Столкнувшись в ноябре – декабре 1597 года с резкой критикой и требованиями создать комиссию для расследования злоупотреблений, Елизавета смягчила накал страстей, пообещав тщательно изучить деятельность существующих монополий и не допускать, чтобы аппарат прерогативы помогал непорядочным держателям патентов избегать судебного преследования в судах общего права. Хотя такие обещания знаменовали собой серьезную уступку и не могли нравиться королеве, угрожающая ситуация разрядилась, а прерогатива Елизаветы осталась незатронутой. Однако обещанные реформы не воплотились в жизнь. После роспуска парламента в феврале 1598 года было пожаловано больше новых монопольных прав, чем ликвидировано старых. Действительно, незадолго до открытия сессии последнего парламента Елизаветы (27 октября – 19 декабря 1601 года) верховный лорд-казначей Бакхерст и Сесил проинспектировали монополии, пытаясь обуздать их, пока не стало слишком поздно. Однако комиссия тайных советников, назначенная для обсуждения этой проблемы, так ничего и не сделала. В октябре 1601 года в состав парламента входили минимум 157 членов, заседавших в 1597–1598 годах, а 253 парламентария были либо действующими барристерами, либо джентри, получившими образование в юридических школах (самая большая доля юристов во всех составах парламента эпохи Тюдоров). Соответственно, они прекрасно понимали, что подданные по-прежнему не смогут получить возмещения от держателей патентов в судах общего права[1008]

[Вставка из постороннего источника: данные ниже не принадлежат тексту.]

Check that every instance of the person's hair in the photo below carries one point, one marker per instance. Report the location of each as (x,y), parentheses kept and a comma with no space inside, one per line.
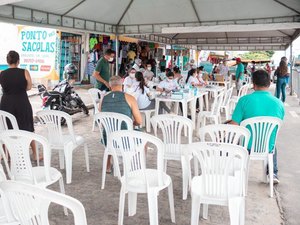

.Парламент 1601 года стал самым бурным за все время правления Елизаветы. Обсуждали разные привилегии, по разным причинам оспаривали выборы, разгорались жаркие споры, раздавалась критика в адрес спикера парламента за выбор предлагаемых к рассмотрению биллей. Виной тому частично явилось руководство Роберта Сесила: короне требовались только субсидии, и Тайный совет официально заявил об этом в речи лорда – хранителя печати – «этот парламент должен быть коротким». Сесил рассчитывал, что не будут «приниматься новые законы», и предостерег от «речей о неосуществимом и нереальных биллей». Однако члены палаты общин хотели представить неофициальные билли по вопросам местного значения. Роберт Уингфилд, предводитель наступления на монополии, дерзнул предположить, «в ожидании получения субсидии, – а они еще пока ничего не сделали, – Ее Величество соизволит не распускать парламент, пока принимаются некоторые акты». Похоже, что Сесилу как организатору работы парламента не хватало мудрости его отца. Несмотря на то что после краха Эссекса у него не осталось серьезного соперника, он проявлял «раздражительность, придирчивость и даже бестактность». Он грубил членам парламента и задирал «людей, стремящихся прославиться вне стен парламента речами против монополий, [которые] также стараются трудиться в зале заседаний». Несколько раз он терял контроль над палатой общин и был вынужден извиняться за свою неучтивость и ошибки[1009]
.Однако если протест палаты общин против монополий в 1601 году частично выражал более широкое недовольство, то взрывоопасный потенциал этого протеста был обусловлен народным возмущением масштабами злоупотреблений, а также осознанием членами парламента того факта, что петиции 1597–1598 годов «не привели к успешному результату». Роберт Уингфилд напомнил парламентариям, что Елизавета обещала, «что займется этими монополиями и печали наши будут утолены, в ином же случае нам предоставят свободу приступить к созданию закона на следующем парламенте». Горячие головы настаивали, чтобы парламент запустил процедуру подготовки закона, не пытаясь больше обращаться к королеве, даже несмотря на то, что Сесил жестко обозначил, что любая попытка рассмотреть законопроект против королевской прерогативы будет заблокирована. Как и в начале дебатов по Петиции о праве (1628), когда члены парламента так же получили на руки королевское «обещание» при попытке приступить к подготовке столь же нежелательного закона, в результате разразился небольшой конституциональный кризис.
Однако наиболее мощный взрыв эмоций случился у Сесила, когда «множество людей… называвших себя членами Содружества»[1010]
, заполнили холл и лестницы парламента с тем, чтобы парламент «проявил сострадание к их бедам, к тому, что им наносят ущерб, что их лишают свободы и грабят монополисты». Он в ярости вскочил, требуя немедленных объяснений, поскольку выражать общественное мнение по тюдоровским политическим вопросам было lèse-majesteé (оскорбление монарха). Позже Сесил предупредил: «Все, что выставляется на публичное обсуждение, не может быть правильным. Зачем парламентские дела обычно обсуждаются на улицах! Сидя в карете, я своими ушами слышал громкие разговоры: “Помоги, Господи, тем, кто уничтожает эти монополии!”» По поводу парламентариев, рассказывающих о парламентских дебатах за пределами палаты, он добавил: «Думаю, эти люди были бы рады, если бы все суверенное стало общедоступным»[1011].